Die Ergebnisse entblössten zudem die etablierte 5-µm-Grenze als Trugschluss. Den strittigen Wert verfolgte Li bis zu einer jahrzehnte­alten Richtlinie der Centers for Disease Control für Kranken­häuser zurück. Marr schlägt in diesem Moment das Herz bis zum Hals. Ein Fachblatt hatte sie um eine Rezension von Lis Arbeit gebeten. Und sie macht keinen Hehl aus ihrem Enthusiasmus. «Diese Arbeit ist von enormer Bedeutung», schreibt sie am 22. Januar 2020, «insofern sie das bestehende Dogma bezüglich der Übertragung von Infektions­krankheiten über Tröpfchen und Aerosole infrage stellt.»

Noch während sie ihre Rezension verfasst, realisiert sich die praktische Bedeutung von Lis Arbeit am anderen Ende des Globus. Die 11-Millionen-Metropole Wuhan wird von der Aussen­welt abgeriegelt in dem verzweifelten Versuch, eine bis dahin noch namenlose Atemwegs­erkrankung im Zaum zu halten. Als die Pandemie rund um die Welt Land um Land zum Stillstand bringt, raten WHO und CDC den Leuten, sich die Hände zu waschen, Oberflächen zu schrubben und auf Abstand zu ihren Mitmenschen zu achten – kein Wort von Masken oder von der Gefahr geschlossener Räume.

Eine erste Spur

Einige Tage nach dem Meeting mit den WHO-Vertreterinnen bekommt Marr eine E-Mail von einem Kollegen, der ebenfalls teilgenommen hatte: Jose-Luis Jimenez, Atmosphären­chemiker an der University of Colorado in Boulder. Er hat sich an der 2-Meter-Richtlinie der WHO festgebissen. Die Empfehlung zum Social Distancing schien auf ein paar Studien aus den 1930er- und 1940er-Jahren zurück­zugehen. Die Autoren sprachen sich darin aber explizit für die Möglichkeit einer aerogenen Übertragung aus. Ein Widerspruch, denn ein Abstand von zwei Metern genügt als Schutz vor aerogener Über­tragung nicht. Das geht doch alles nicht auf, dachte er.
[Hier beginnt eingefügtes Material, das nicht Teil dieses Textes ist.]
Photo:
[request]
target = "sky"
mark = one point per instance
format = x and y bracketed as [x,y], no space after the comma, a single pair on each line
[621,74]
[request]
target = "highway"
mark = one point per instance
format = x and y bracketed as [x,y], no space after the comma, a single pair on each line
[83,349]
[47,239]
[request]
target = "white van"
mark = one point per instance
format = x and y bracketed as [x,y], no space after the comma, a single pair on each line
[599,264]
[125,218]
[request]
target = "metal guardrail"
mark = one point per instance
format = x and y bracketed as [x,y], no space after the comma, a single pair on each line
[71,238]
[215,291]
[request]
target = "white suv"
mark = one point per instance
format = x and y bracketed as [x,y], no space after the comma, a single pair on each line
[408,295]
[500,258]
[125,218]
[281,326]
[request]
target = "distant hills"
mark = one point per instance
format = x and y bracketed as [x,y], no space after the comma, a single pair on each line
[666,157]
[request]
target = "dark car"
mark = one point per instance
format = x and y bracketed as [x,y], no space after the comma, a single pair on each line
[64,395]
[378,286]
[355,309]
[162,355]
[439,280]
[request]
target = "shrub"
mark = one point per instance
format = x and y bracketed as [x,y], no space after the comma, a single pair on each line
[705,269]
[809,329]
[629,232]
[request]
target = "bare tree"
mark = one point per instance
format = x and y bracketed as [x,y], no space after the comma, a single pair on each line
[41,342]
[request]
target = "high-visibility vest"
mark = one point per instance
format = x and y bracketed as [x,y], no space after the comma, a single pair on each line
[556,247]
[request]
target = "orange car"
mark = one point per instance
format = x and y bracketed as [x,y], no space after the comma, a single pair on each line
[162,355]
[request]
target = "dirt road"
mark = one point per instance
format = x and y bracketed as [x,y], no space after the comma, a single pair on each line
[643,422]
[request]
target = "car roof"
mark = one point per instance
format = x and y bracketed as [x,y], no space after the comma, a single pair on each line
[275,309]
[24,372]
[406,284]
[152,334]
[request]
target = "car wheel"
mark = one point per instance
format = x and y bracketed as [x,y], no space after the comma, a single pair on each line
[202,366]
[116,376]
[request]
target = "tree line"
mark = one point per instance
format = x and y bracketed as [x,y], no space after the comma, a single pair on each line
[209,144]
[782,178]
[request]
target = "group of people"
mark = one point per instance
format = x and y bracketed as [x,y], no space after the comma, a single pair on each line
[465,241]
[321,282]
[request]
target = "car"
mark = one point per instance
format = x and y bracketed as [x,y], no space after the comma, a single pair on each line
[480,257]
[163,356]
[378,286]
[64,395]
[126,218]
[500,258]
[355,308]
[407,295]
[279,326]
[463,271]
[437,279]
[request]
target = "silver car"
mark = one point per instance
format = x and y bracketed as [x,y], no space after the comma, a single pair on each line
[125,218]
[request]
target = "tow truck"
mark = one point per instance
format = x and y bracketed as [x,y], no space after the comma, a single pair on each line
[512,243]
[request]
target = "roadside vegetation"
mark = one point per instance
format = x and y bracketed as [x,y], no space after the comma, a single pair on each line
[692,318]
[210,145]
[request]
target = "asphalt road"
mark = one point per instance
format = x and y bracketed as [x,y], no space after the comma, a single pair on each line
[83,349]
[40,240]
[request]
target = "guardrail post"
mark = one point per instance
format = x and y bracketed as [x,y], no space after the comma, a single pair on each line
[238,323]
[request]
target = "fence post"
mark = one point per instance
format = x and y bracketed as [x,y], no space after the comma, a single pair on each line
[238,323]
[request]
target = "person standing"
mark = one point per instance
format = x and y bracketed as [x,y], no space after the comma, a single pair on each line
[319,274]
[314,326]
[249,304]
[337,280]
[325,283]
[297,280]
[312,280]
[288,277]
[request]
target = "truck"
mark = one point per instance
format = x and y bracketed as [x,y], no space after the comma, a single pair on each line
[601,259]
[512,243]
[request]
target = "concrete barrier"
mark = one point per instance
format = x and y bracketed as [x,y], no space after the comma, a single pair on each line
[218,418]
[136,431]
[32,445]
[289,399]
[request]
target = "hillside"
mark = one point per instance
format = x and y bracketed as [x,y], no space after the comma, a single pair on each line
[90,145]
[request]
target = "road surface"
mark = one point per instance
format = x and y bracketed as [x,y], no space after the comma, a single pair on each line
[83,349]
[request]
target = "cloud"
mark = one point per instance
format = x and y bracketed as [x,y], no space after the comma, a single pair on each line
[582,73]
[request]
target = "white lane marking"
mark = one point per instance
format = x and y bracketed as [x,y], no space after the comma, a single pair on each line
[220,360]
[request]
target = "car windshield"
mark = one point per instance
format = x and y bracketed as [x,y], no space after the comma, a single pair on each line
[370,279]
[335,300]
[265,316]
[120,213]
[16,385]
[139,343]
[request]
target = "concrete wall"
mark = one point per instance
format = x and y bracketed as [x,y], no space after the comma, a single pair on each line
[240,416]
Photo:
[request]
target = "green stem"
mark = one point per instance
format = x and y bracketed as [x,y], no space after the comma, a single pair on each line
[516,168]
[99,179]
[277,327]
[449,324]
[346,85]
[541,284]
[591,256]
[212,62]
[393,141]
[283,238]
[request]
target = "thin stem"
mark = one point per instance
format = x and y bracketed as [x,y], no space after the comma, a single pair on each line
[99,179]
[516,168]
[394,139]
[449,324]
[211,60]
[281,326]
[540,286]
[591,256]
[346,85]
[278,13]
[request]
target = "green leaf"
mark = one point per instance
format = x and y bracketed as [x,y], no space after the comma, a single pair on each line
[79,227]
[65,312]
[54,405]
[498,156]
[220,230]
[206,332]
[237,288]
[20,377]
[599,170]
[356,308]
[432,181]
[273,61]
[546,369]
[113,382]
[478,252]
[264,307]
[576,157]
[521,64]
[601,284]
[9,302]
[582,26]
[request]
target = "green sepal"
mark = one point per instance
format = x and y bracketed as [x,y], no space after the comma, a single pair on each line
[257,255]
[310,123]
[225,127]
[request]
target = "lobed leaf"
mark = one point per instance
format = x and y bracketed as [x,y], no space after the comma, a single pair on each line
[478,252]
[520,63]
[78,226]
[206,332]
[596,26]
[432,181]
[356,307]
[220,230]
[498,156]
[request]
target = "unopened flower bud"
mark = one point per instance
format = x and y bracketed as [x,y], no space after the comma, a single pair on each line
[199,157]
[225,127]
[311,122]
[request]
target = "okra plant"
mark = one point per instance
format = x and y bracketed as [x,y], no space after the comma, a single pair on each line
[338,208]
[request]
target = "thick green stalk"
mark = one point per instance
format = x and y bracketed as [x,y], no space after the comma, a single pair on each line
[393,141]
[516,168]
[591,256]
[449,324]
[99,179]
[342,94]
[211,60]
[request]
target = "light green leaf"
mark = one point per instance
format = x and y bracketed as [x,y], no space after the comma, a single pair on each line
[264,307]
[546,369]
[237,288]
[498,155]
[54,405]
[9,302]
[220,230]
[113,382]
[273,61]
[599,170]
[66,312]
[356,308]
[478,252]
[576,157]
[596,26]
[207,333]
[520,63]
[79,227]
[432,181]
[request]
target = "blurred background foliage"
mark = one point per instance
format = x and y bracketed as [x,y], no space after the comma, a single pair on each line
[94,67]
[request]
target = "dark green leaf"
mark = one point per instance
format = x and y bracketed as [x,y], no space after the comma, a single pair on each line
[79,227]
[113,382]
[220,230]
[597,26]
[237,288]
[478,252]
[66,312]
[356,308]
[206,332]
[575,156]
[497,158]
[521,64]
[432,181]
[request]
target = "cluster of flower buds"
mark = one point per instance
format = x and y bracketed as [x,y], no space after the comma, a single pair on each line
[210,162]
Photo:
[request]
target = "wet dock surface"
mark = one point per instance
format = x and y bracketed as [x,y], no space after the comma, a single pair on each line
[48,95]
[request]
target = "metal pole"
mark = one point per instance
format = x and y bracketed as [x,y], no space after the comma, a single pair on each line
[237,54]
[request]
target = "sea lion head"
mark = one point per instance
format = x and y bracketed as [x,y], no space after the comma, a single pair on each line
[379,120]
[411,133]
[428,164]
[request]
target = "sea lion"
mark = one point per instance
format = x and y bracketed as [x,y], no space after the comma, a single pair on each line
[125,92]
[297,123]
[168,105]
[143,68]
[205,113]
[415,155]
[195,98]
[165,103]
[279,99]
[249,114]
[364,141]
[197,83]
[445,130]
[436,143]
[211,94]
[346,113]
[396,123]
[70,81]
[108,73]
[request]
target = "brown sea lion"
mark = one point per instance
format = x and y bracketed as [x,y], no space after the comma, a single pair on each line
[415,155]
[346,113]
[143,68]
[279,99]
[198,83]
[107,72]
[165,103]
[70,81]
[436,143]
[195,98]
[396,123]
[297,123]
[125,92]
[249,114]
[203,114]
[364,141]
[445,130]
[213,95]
Marr schreibt ihm von ihren Bedenken zur 5-µm-Grenze. Ihr Verdacht: Die beiden Probleme beruhen auf demselben Irrtum. Falls die 2-Meter-Richtlinie tatsächlich auf einer falschen Definition von Tröpfchen beruhte, dann war die 5-µm-Grenze kein obskures Detail. Sie war Kern der falschen Richtlinien von WHO und CDC. Herauszufinden, wo diese herkamen, wurde damit schlagartig zur Priorität. Um hinter ihre Genese zu kommen, brauchten Marr und Jimenez jedoch Hilfe. Hier musste ein Historiker her.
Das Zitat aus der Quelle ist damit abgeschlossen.